While there remains scepticism over how the new rules will affect F1, especially in terms of how it sounds, Renault Sport F1's Deputy managing director (technical), Rob White, insists that speed will not be compromised.
How different do you think the Power Unit will be between engine manufacturers?
We have to imagine there is an optimum solution within the technical and sporting constraints and that different competitors will approach the optimum in different ways, at least in the beginning. Within each different PU project, the immaturity of the technology means that there could be rapidly changing performance, and as at the start of any radical new technical change, we expect progress will be extremely quick. The relative pace between competitors could therefore change more than we are accustomed to. But we should not underestimate just how competent the F1 teams are - the steps will be rough but large, and the convergence on an optimum solution will be rapid.
Will we still retain the speed under the new regulations?

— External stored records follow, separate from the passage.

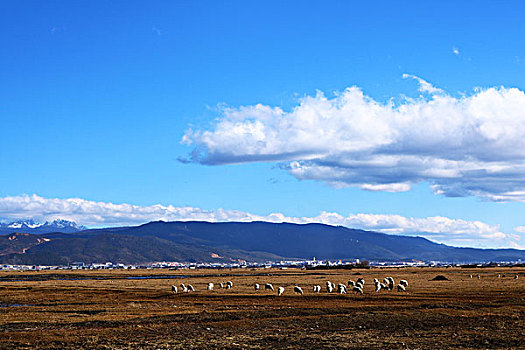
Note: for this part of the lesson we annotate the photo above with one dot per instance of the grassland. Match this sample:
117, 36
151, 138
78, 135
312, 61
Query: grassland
123, 310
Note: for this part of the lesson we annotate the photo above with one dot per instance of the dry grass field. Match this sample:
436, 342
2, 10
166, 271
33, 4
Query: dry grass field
121, 310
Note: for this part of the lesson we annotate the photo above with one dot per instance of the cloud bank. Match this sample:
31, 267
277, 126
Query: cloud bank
462, 146
90, 213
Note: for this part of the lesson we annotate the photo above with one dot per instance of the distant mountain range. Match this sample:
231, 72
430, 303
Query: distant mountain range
30, 226
230, 241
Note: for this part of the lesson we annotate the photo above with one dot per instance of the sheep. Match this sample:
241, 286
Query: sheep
360, 285
357, 290
390, 282
298, 289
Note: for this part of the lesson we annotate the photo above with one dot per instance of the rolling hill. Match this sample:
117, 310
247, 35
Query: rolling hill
229, 241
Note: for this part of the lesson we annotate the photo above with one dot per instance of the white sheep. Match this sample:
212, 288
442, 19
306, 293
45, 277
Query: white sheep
390, 282
268, 286
357, 290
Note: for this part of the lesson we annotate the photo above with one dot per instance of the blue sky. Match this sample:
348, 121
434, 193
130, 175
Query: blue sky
96, 97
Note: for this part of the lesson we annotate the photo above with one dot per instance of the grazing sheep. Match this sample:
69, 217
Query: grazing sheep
298, 289
390, 283
269, 286
357, 290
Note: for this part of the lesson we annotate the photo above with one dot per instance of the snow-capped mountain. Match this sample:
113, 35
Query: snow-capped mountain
30, 226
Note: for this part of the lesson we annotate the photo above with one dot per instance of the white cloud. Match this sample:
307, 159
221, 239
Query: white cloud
462, 146
439, 229
424, 86
520, 229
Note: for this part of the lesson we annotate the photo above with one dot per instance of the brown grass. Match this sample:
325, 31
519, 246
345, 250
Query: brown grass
106, 310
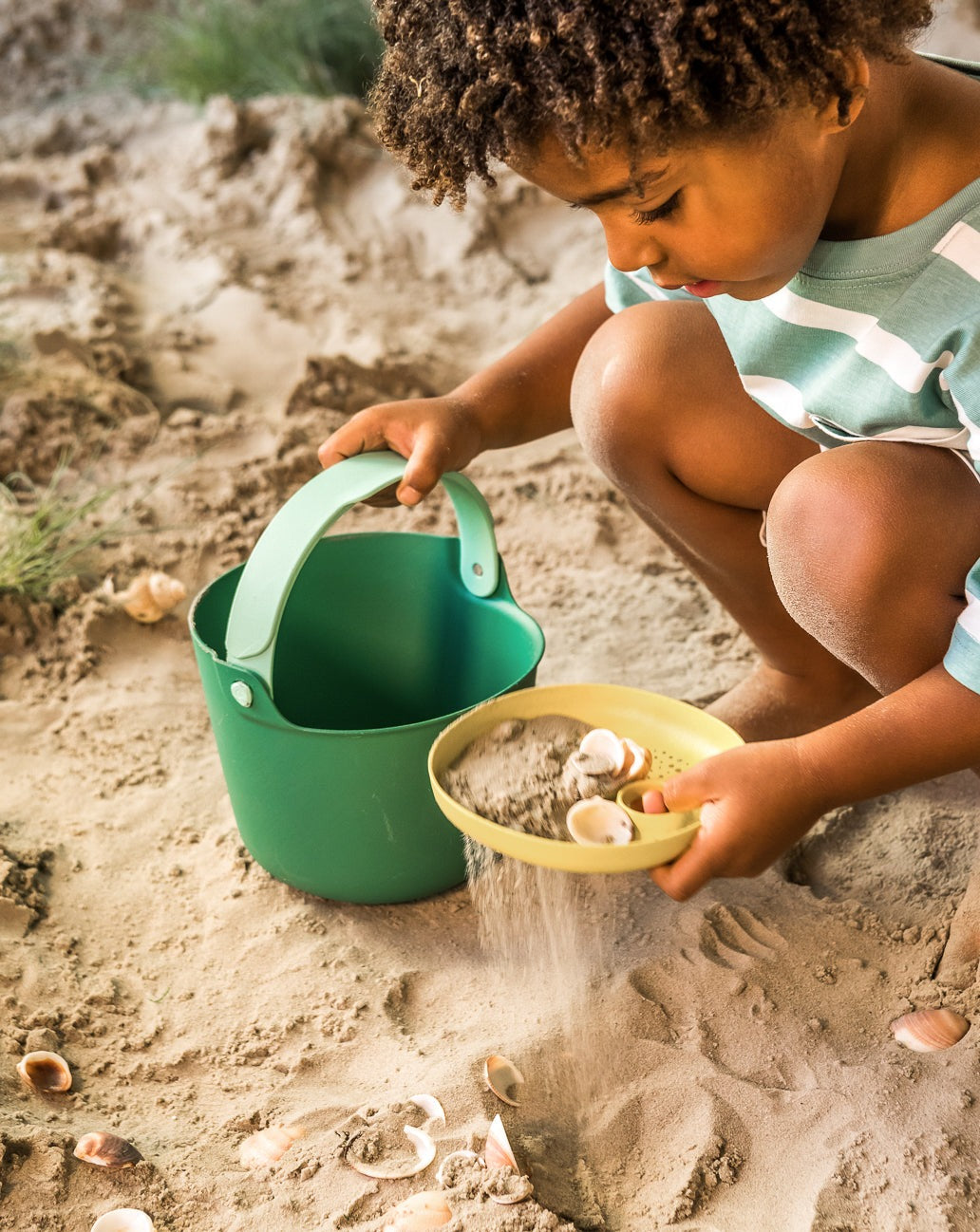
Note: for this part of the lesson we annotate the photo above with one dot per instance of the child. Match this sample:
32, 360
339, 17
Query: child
788, 335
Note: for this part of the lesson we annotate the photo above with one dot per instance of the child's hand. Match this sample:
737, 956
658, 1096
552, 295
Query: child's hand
756, 801
435, 434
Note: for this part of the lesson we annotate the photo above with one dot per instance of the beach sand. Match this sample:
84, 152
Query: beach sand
191, 301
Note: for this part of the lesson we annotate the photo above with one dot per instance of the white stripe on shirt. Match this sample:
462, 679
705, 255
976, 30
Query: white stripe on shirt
784, 400
962, 247
886, 351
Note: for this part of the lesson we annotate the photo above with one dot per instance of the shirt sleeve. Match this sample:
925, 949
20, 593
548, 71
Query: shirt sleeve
959, 385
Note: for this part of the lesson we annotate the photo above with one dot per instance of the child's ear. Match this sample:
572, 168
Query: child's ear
843, 108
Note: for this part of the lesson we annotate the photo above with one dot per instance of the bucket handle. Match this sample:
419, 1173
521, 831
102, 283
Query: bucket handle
297, 528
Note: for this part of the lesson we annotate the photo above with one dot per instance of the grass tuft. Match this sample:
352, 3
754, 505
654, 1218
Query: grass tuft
47, 532
251, 47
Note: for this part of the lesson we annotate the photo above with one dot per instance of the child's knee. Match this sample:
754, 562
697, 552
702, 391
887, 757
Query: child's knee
630, 373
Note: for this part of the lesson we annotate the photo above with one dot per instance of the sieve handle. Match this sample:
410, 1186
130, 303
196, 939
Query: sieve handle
297, 528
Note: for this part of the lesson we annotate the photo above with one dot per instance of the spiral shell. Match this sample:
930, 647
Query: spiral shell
45, 1071
148, 596
929, 1030
268, 1146
106, 1150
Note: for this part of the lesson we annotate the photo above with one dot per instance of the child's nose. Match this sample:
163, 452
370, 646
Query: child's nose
630, 245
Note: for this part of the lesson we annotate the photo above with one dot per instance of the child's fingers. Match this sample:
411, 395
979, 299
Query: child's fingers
687, 873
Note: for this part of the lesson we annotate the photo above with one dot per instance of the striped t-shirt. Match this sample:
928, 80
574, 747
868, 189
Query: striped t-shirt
875, 339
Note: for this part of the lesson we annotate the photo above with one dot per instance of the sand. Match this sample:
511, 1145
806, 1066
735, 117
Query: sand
190, 301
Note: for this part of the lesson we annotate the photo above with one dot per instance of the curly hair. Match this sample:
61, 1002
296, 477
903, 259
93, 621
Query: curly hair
465, 83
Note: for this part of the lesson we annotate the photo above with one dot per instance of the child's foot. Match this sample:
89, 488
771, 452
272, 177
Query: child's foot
769, 705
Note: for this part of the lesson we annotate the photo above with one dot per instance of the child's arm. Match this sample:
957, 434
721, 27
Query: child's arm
520, 397
757, 800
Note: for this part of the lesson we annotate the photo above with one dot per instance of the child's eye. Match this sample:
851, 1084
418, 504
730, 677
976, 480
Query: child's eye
662, 211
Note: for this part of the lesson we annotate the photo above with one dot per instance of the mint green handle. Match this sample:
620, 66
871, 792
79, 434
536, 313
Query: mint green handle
293, 532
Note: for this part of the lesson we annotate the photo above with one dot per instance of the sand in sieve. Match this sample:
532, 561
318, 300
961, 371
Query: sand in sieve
546, 937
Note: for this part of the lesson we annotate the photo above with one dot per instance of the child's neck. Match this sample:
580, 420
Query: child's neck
913, 147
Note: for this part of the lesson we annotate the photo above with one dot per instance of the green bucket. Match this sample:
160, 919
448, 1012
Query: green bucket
330, 665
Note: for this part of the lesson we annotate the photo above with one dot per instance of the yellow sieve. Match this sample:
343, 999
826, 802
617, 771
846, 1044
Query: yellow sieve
676, 733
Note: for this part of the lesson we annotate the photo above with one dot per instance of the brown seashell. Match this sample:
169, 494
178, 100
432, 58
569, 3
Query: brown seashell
106, 1150
503, 1078
126, 1219
268, 1146
148, 596
420, 1212
497, 1152
929, 1030
45, 1071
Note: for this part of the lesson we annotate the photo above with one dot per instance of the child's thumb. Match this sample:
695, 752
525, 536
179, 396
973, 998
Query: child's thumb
686, 790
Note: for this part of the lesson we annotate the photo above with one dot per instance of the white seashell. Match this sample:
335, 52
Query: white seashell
268, 1146
431, 1108
420, 1212
126, 1219
497, 1152
381, 1170
148, 596
503, 1078
106, 1150
518, 1189
927, 1030
45, 1071
596, 822
640, 760
442, 1172
600, 742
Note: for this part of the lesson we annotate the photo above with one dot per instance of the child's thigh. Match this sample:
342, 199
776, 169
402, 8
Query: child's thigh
656, 391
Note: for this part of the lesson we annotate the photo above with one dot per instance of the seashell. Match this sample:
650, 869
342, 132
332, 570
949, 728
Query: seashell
268, 1146
518, 1189
596, 822
381, 1170
443, 1170
640, 760
45, 1071
503, 1078
106, 1150
420, 1212
126, 1219
927, 1030
148, 596
433, 1109
603, 743
497, 1152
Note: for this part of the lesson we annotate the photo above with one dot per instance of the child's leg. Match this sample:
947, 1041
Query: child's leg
660, 408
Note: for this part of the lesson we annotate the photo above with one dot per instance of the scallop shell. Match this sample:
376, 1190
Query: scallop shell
420, 1212
269, 1145
503, 1078
600, 742
148, 596
126, 1219
497, 1152
596, 822
640, 760
929, 1030
45, 1071
106, 1149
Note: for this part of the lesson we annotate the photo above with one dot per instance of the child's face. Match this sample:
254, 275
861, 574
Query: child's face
734, 215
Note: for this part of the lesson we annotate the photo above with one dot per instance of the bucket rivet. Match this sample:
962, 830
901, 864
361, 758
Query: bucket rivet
242, 693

The short answer is yes. What was an academic question in the beginning has become a lot more real from every point of view, but we have no need to worry. Obviously we are still in the virtual world and not on track but we have measured PU performance on the test bed and have matched the most optimistic predictions. We believe that the Power Unit will deliver a lot of power and will be more than enough to make cars quick. The way that the cars will deliver this performance will be somewhat different this year due to the PU and aero regulations. The driving experience will be quite different, but we will absolutely see real speed out on track.

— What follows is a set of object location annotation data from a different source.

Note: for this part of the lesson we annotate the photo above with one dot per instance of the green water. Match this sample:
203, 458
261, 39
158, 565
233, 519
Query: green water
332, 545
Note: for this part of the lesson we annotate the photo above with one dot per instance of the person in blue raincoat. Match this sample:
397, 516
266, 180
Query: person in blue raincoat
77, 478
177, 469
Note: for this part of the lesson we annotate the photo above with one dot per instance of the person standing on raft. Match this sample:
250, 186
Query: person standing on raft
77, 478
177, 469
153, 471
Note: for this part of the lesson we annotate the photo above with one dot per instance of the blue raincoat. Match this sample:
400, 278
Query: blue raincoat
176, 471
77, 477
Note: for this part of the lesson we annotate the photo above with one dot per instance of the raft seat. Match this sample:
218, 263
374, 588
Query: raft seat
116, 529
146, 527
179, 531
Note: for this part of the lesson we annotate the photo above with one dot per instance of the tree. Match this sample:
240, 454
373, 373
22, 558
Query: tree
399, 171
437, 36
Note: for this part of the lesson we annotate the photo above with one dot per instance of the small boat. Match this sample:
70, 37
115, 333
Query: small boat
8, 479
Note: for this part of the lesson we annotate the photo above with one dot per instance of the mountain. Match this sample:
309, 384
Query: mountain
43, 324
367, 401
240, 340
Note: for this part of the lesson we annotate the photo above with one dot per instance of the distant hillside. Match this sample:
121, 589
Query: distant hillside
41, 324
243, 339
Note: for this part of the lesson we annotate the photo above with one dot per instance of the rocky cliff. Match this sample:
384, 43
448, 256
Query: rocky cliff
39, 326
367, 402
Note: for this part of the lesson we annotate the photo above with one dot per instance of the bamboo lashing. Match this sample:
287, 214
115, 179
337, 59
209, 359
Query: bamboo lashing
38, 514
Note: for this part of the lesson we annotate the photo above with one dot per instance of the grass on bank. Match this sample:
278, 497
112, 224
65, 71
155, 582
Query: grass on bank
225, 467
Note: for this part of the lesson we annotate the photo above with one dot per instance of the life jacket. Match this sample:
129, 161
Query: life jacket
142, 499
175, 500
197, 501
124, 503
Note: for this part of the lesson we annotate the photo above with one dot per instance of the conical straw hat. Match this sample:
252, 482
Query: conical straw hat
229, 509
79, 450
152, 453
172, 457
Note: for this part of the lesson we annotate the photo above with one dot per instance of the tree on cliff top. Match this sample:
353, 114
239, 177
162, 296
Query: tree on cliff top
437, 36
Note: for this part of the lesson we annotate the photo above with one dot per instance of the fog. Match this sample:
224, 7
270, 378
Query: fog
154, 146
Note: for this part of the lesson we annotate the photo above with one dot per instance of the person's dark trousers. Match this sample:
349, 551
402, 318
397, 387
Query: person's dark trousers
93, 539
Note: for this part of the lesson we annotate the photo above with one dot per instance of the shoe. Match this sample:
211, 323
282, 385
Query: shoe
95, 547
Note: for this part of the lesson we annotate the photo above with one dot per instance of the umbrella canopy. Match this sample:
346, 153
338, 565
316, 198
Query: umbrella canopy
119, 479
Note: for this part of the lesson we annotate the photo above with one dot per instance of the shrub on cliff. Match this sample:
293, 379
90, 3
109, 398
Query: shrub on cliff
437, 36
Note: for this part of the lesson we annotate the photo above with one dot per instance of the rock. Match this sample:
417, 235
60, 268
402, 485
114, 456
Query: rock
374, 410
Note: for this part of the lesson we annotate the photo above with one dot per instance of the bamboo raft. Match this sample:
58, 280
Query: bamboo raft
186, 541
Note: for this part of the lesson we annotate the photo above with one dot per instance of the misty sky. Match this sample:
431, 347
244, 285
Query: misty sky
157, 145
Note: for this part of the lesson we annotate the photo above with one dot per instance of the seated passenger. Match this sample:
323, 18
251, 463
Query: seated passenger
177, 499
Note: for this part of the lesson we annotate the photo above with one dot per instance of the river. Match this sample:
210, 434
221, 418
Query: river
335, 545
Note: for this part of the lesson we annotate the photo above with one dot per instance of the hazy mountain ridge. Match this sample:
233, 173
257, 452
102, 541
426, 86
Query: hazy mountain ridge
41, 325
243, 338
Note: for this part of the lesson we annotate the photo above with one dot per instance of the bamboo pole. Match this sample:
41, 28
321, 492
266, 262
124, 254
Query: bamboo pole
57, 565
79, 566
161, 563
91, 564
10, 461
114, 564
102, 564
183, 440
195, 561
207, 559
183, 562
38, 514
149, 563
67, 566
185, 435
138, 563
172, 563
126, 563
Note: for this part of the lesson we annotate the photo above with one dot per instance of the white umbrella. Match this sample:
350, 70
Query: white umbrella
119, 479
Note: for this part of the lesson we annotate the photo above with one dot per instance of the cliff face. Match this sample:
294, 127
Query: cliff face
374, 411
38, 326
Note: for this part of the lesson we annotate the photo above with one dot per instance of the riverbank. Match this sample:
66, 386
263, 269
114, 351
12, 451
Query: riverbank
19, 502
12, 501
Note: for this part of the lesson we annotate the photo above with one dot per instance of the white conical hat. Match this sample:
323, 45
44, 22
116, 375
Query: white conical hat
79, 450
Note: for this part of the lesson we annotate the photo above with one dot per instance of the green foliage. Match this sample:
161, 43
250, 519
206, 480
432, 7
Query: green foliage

And there will still be racing in 2014?
This year there will be a lot of factors that drive unpredictable outcomes and from most people's standpoint, unpredictable results are good in a sporting event. We need to keep hold of some of the fundamental elements; there will be 22 cars on the grid and when the lights go out the guy that gets to the flag first is the winner. In between there will be a battle for positions on track, meaning there will be real racing. The way in which the races are managed by the teams is one of the big differences between 2013 and 2014. It is fair to say there are several different ways to skin a cat and this will produce different scenarios as we explore different possibilities about how to manage energy and power. Although the tool kit that we have is different, the fundamentals of the races remain very similar. Ultimately it is for the drivers to go for the opportunities presented to them.
Will drivers have to change their style to the new regulations?

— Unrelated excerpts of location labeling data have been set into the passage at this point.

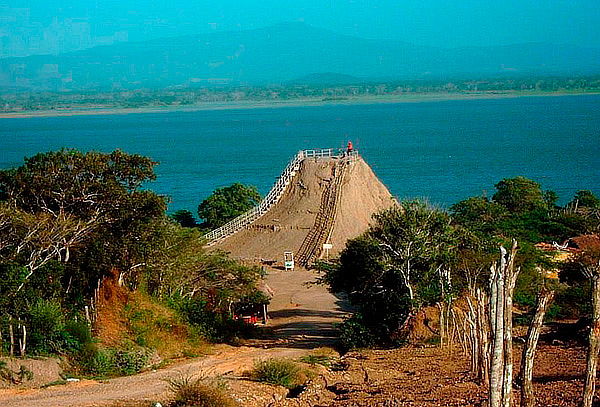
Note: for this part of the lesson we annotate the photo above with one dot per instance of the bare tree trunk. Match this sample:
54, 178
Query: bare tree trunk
533, 334
502, 282
483, 330
594, 346
497, 320
510, 281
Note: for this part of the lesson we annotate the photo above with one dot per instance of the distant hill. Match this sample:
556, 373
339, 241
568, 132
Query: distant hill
276, 55
326, 79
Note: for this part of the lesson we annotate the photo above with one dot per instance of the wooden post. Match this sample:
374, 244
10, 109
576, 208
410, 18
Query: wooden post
12, 339
503, 278
511, 279
526, 374
497, 331
23, 341
594, 344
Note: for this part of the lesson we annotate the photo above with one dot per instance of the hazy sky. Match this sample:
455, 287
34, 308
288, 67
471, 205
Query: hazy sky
42, 26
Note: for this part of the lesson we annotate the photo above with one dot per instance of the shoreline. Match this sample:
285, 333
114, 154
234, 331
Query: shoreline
268, 104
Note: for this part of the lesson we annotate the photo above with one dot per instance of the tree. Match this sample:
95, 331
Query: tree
586, 199
226, 203
86, 208
414, 238
589, 261
400, 263
520, 194
184, 218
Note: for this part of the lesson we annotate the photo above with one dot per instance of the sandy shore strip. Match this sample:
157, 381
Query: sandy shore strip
269, 104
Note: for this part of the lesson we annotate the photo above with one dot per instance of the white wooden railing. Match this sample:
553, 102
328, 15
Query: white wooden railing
274, 194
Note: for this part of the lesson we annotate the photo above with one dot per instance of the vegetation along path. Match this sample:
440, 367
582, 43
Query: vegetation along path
302, 317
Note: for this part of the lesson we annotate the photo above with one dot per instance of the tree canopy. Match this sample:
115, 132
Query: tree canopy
226, 203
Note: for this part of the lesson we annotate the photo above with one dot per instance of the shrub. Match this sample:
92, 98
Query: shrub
281, 372
46, 326
354, 333
190, 392
111, 362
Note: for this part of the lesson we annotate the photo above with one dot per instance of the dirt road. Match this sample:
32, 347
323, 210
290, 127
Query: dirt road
302, 316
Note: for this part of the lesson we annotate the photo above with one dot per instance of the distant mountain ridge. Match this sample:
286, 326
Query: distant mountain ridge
279, 54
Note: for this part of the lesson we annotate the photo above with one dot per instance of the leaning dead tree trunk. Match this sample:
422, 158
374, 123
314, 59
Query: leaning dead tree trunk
594, 338
503, 278
533, 334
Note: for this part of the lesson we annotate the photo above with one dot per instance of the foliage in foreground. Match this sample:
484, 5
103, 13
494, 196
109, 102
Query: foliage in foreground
199, 392
415, 255
226, 203
70, 220
280, 372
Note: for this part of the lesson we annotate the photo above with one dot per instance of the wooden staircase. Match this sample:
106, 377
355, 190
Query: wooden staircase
320, 233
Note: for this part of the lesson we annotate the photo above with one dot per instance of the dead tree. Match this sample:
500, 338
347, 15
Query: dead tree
503, 278
526, 372
591, 268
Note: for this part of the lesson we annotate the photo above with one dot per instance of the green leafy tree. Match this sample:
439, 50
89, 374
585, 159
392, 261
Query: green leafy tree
585, 198
395, 267
520, 194
226, 203
185, 218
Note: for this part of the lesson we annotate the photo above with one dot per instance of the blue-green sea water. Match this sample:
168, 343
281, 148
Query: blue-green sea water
443, 151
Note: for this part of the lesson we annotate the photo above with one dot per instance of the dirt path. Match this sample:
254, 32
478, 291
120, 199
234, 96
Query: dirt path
302, 317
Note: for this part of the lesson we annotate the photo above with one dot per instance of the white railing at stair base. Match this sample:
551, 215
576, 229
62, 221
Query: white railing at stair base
274, 194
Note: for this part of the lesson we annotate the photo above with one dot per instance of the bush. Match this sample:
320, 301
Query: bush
277, 371
111, 362
212, 326
46, 327
354, 333
190, 392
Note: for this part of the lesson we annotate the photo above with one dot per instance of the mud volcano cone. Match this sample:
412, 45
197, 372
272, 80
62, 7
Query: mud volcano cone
328, 201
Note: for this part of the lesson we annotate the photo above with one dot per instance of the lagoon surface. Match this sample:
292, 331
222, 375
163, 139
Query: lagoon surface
444, 151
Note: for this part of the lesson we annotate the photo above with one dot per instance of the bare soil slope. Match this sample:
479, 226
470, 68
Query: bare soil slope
288, 223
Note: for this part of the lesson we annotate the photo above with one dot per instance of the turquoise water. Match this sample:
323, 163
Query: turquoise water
442, 151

The drivers are astonishingly skilled to detect the limit of the performance envelope of a car and adapt their driving to reach the limits. In the past, drivers have always been adept at adapting to different systems, such as the F-duct, KERS and so on, without too much issue: it's always remarkable to observe just how very close they can get to the theoretical limits. I do not think there will be a discussion of whether drivers are 'intelligent' or not - it is about being adaptable, just as they were with any other change.
How has Renault Sport F1 had to adapt to the challenge of the new Power Unit?
It is fair to say that we have had to strengthen the organization and refresh the infrastructure at Viry to adapt to the very new environment of the Power Unit. We have recruited additional staff, some seconded from our parent company to complement the skills and experience of the existing Viry team. Additionally we have had support from Renault specialists and dedicated resources off-site, such as the materials laboratory. At the factory there have been upgrades to existing facilities and investment in new facilities adapted to the development of the Power Unit and its sub-systems including direct injection, turbocharging and electrical content. In parallel we have created new facilities at Mecachrome including a new dyno where the full PU will be signed off before delivery to the track.